To me, Women’s History Month is a time to highlight and reflect on women and their contributions to the world and society throughout history.
I previously worked for a company called Olympia Entertainment in the Detroit area and one of the venues that we managed was the Detroit Zoo. I was stationed there for seven years and oversaw all events, promotions, and group sales. I was then promoted to the position of General Manager of Zoo Services overseeing concessions, merchandise, and grounds (in addition to my initial responsibilities). I was the first female to hold this position at the zoo. There was a gentleman about 20 years my senior that had been at the zoo for many years in management when we took over the contract. He was my toughest person to win over, to date as he felt that I did not deserve the position based solely on my age and my gender. It was not an easy feat and very challenging. I had many candid, honest, uncomfortable conversations with him that made me grow as a person, a manager, and a leader. I frequently asked for his input and advice as he had years of experience and a wealth of knowledge to share. I made sure to make him feel heard, that he was a valuable member of the team, and that his insight was appreciated. I also shared my perspective as a fresh set of eyes and a different way of doing business that should be considered. In the end, he learned to respect me and it was a mutually rewarding business relationship that helped build a very strong management team.

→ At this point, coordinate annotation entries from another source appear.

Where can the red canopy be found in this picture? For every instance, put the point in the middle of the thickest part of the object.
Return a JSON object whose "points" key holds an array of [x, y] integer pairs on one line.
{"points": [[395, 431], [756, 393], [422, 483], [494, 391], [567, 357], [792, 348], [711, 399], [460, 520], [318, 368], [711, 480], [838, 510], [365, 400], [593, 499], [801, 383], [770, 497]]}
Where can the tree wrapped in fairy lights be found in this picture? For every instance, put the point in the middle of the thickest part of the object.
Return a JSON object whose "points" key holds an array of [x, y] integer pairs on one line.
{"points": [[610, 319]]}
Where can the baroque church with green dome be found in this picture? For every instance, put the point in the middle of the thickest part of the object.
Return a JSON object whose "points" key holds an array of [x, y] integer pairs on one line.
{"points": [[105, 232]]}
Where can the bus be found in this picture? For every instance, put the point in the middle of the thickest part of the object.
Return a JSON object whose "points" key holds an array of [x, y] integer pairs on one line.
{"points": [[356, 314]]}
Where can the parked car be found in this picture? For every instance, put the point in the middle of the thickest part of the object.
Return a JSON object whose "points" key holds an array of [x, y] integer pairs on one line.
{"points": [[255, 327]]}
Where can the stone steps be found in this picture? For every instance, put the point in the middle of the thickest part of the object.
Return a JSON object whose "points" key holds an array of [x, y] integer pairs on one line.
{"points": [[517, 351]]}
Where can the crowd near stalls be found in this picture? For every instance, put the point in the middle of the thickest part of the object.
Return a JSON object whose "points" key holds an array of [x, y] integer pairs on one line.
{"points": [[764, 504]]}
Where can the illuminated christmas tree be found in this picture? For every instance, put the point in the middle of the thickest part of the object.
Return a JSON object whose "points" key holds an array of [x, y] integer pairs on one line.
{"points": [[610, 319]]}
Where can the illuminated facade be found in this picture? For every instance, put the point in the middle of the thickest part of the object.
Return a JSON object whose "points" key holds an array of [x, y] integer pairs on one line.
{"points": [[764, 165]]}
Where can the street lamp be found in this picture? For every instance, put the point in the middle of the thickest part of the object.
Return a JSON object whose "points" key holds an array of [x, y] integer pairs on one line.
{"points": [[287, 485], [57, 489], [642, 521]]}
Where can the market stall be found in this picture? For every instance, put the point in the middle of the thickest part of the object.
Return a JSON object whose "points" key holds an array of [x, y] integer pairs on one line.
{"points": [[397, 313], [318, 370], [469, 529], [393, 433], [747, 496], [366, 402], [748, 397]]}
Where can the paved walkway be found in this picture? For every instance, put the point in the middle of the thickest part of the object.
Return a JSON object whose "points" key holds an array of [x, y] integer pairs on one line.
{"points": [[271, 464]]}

4. What advice do you have for young women who are aspiring to follow their dreams?
Set goals, work towards those goals, don’t take no for an answer, never sell yourself short, know your worth and your value, always believe in yourself, always remember that you are enough and you can achieve anything. If you are applying for a job, do your research and your homework and the future is yours!
I have fought for equality in the workplace through the positions that I have sought and held in the past. I have also fought for other women while mentoring them, not only at SVSU with student workers, but also at other positions throughout my career. One of my favorite parts of my job is mentoring students to become leaders. Helping them to build their life and business skills and to develop them to move on to their next roles in life is so personally rewarding to me as I see their success stories as they move on in life.

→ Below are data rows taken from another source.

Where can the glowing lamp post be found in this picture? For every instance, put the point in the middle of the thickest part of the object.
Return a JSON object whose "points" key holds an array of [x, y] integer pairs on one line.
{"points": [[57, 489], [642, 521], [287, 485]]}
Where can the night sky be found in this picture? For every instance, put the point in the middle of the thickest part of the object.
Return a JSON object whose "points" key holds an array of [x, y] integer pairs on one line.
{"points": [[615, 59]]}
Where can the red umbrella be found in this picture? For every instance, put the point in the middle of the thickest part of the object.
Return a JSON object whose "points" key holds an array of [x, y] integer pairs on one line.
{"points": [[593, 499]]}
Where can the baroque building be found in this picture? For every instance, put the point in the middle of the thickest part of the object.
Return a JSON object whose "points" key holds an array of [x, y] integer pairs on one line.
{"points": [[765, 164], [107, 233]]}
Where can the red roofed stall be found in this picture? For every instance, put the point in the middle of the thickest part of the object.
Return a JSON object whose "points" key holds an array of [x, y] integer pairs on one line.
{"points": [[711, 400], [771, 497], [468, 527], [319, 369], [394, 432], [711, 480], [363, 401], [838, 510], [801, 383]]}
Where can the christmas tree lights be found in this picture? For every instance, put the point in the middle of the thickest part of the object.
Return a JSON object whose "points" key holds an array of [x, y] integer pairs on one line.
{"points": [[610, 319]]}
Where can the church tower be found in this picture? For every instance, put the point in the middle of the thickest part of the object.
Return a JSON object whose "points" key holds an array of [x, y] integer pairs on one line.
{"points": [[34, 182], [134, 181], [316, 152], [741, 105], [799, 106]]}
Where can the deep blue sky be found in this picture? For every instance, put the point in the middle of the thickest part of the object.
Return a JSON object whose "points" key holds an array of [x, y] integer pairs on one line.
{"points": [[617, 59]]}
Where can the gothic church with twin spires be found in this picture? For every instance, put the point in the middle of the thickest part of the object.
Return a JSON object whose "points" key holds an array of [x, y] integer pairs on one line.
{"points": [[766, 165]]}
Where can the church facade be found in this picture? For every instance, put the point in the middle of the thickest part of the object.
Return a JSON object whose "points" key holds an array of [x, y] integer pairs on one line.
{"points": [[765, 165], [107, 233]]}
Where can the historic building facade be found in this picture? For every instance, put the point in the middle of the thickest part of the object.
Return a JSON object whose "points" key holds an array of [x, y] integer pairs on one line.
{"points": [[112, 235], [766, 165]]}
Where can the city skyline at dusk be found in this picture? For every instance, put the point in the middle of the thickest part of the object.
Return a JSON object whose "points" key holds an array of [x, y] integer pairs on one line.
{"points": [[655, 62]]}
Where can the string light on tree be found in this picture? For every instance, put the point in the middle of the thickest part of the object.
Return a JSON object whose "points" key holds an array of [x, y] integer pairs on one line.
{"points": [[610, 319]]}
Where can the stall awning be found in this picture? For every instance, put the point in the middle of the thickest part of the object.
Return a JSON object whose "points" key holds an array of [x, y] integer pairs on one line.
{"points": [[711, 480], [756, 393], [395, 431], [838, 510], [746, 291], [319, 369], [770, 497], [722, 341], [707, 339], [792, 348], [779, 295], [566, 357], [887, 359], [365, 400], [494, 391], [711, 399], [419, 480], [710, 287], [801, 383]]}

I was very blessed in life growing up to have a very strong relationship with my dad and he was definitely my role model. Being the youngest child of five, I was given the label of ‘daddies little girl’, a label that I wore proudly for 45 years until my father passed away. My dad was a strong family man who lived first and foremost for the love of his family. He taught me very strong work ethics, to always be kind, help others, the importance of laughter, the value of friendships, and the foundation of religion. For all of these reasons and so many others; my dad was my role model and my person in life. I could call him when I had a question about business, about religion, about life in general. I was very fortunate to have such a role model in life.

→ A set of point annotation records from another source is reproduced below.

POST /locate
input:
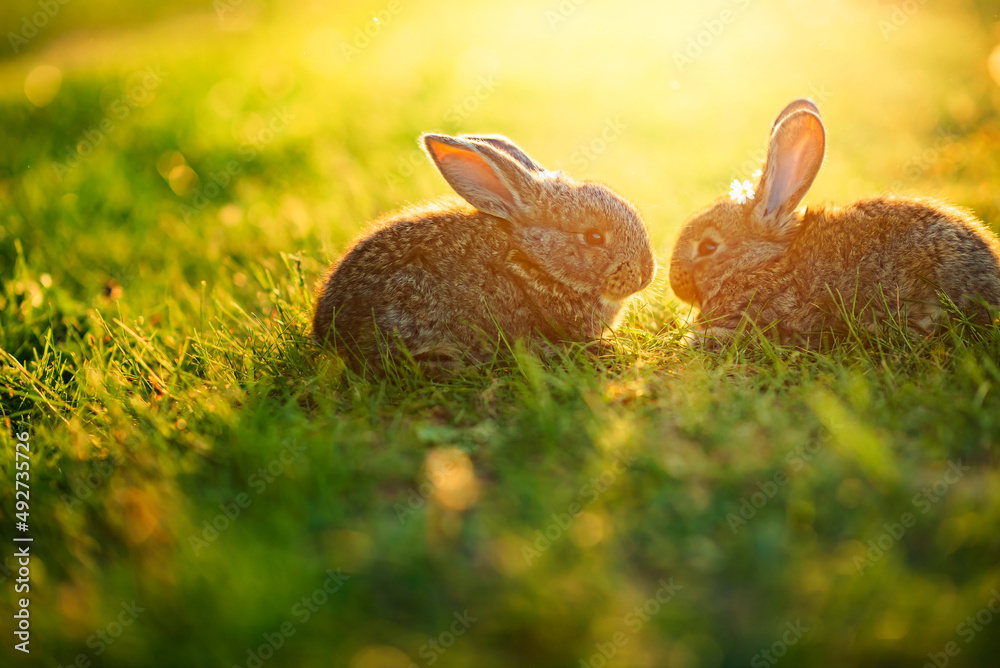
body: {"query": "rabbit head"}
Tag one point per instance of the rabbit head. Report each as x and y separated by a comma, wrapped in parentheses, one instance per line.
(728, 239)
(580, 233)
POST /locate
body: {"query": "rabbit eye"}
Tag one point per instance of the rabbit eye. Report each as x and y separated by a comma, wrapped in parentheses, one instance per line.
(707, 247)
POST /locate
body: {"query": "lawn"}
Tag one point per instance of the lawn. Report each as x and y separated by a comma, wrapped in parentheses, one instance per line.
(208, 488)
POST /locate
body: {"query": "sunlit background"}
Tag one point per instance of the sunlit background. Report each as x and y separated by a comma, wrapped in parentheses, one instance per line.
(173, 164)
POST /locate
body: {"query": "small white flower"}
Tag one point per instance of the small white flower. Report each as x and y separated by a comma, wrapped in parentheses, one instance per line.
(741, 192)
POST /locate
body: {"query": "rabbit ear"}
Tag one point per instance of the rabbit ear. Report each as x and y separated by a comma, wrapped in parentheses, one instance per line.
(486, 178)
(794, 157)
(802, 104)
(501, 143)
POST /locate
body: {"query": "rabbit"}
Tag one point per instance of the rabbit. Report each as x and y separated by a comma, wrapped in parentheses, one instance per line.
(530, 254)
(759, 259)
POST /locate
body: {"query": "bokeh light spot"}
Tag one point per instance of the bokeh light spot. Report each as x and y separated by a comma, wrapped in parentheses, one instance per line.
(42, 85)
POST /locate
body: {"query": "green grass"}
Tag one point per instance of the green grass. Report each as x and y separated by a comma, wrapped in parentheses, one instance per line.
(154, 345)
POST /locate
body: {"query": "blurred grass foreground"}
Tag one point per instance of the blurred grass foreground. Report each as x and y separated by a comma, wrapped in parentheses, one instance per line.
(209, 489)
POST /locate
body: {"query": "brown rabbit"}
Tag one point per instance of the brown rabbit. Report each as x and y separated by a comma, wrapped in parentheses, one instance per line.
(802, 270)
(538, 256)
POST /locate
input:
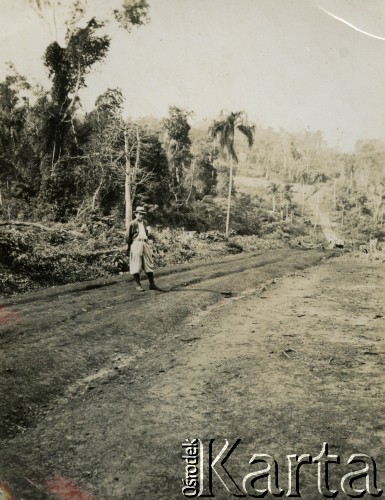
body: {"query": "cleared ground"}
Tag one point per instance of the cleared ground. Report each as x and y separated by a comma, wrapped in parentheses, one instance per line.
(100, 385)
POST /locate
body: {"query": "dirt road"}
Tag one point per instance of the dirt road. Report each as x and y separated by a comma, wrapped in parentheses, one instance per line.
(101, 385)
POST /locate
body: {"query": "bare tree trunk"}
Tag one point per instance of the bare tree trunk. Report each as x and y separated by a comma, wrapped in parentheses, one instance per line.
(229, 198)
(127, 184)
(192, 182)
(134, 172)
(97, 190)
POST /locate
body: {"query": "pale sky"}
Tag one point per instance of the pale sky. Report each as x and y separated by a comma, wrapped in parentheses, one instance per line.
(287, 63)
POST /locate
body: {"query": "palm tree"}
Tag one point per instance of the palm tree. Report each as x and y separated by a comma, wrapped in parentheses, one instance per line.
(225, 128)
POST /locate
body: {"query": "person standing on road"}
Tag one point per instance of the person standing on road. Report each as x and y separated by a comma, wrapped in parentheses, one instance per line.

7. If you could have dinner with any woman figure dead or alive who would you choose and why?
I would LOVE to have dinner with Maya Angelou! She is so incredibly inspiring to me. I could listen to her speak for days. Her voice is so calming but her words are so powerful and moving. I love reading her poetry and her quotes. I just can’t get enough of her! I even named my cat Maya!
My hope for the next generation of women and girls is that they will see more equality across the board in the workplace and society than they have in the past. That they will be raised to know their worth, their value, and stand up for their rights as they move this country in a forward direction for themselves and for future generations.